Yes, it is wrong thing to do indeed. When you call:
return v;
temporary copy of object v
is being created and
const int &myIntRef = f()[0];
initializes your reference with the first element of this temporary copy. After this line, the temporary copy no longer exists, meaning that myIntRef
is an invalid reference, using of which produces undefined behavior.
What you should do is:
std::vector<int> myVector = f();
const int &myIntRef = myVector[0];
std::cout << myIntRef << std::endl;
which (thanks to copy elision) uses an assignment operator to initialize myVector
object by using v
without copy of v
being created. In this case the lifetime of your reference is equal to the lifetime of myVector
object, making it perfectly valid code.
And to your second question:
"Also, is the following a valid fix, or is it still a bug?"

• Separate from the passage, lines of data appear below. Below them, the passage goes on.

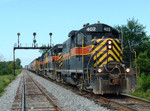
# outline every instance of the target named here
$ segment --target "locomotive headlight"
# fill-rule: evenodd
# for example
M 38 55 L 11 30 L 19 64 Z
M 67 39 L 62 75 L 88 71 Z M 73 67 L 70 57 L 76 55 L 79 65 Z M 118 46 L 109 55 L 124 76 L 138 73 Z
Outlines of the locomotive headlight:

const int myIntCopy = f()[0]; // copy, not a reference
Yes, this is another possible solution. f()[0]
will access the first element of the temporary copy and use its value to initialize myIntCopy
variable. It is guaranteed that the copy of v
returned by f()
exists at least until the whole expression is executed, see C++03 Standard 12.2 Temporary objects §3:
Temporary objects are destroyed as the last step in evaluating the full-expression (1.9) that (lexically) contains the point where they were created.